El mal es una opción voluntaria, no un problema psiquiátrico. Usted escribe bastante últimamente sobre lo que llama la psiquiatrización del mal.

Sí, esa teoría muy en boga de que el mal es algo psicológico, un impulso que puede afectar a cualquiera. Sus defensores suelen aludir a un experimento que hizo en 1961, justo después del juicio a Eichmann, un psicólogo de la Universidad de Yale, Stanley Milgram. En ese experimento, los participantes tenían que apretar un botón que provocaba una descarga eléctrica cada vez que otro participante fallaba una pregunta.
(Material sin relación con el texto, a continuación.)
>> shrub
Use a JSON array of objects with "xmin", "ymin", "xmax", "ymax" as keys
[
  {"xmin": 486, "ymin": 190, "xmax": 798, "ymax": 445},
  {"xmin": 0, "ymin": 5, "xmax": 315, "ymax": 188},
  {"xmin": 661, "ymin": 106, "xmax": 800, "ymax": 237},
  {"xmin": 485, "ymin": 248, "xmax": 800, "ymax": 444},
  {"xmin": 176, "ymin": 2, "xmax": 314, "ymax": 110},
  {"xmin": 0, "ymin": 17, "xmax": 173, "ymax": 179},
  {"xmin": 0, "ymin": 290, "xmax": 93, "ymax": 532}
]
Con cada error se incrementaba la intensidad de la descarga, y el experimentador incitaba a quienes debían aplicar las descargas a hacerlo con frases como: «Por favor, continúe», o «No tiene otra opción, debe continuar». Los estudiantes no sabían que las descargas eran falsas: quien las recibía en realidad estaba actuando y no sufría dolor ninguno.
El caso es que, a pesar de que quienes recibían las descargas gritaban cada vez más, el 65% de los participantes llegó a infligir el dolor máximo y sólo el 35% paró antes de llegar a ese punto. Lo que no se suele contar es que años después alguien cogió la caja de ese experimento y se puso en contacto con los participantes y les preguntó cómo habían podido llegar a hacer aquel disparate. La inmensa mayoría se había reformado y decía: «Huy, gracias a aquello yo tomé conciencia de cómo era el hombre». Uno se había hecho asistente social, otro objetor de conciencia, etcétera. Eso demuestra que, sí, uno puede tener un momento de obediencia a la autoridad, pero luego eso puede transformarse radicalmente mediante la reflexión. Eso sería el bien: ser reflexivo frente a las propias acciones.

¿Tiene remedio esta sociedad histérica? ¿Es posible la utopía?
Yo no sé si es posible, pero me parece que vale la pena pelear por el cambio. Si no es posible en esta generación, que haya otra que coja el relevo. Yo veo la historia un poco así, como una carrera de relevos en la que cada generación continúa lo que la anterior ha dejado pendiente.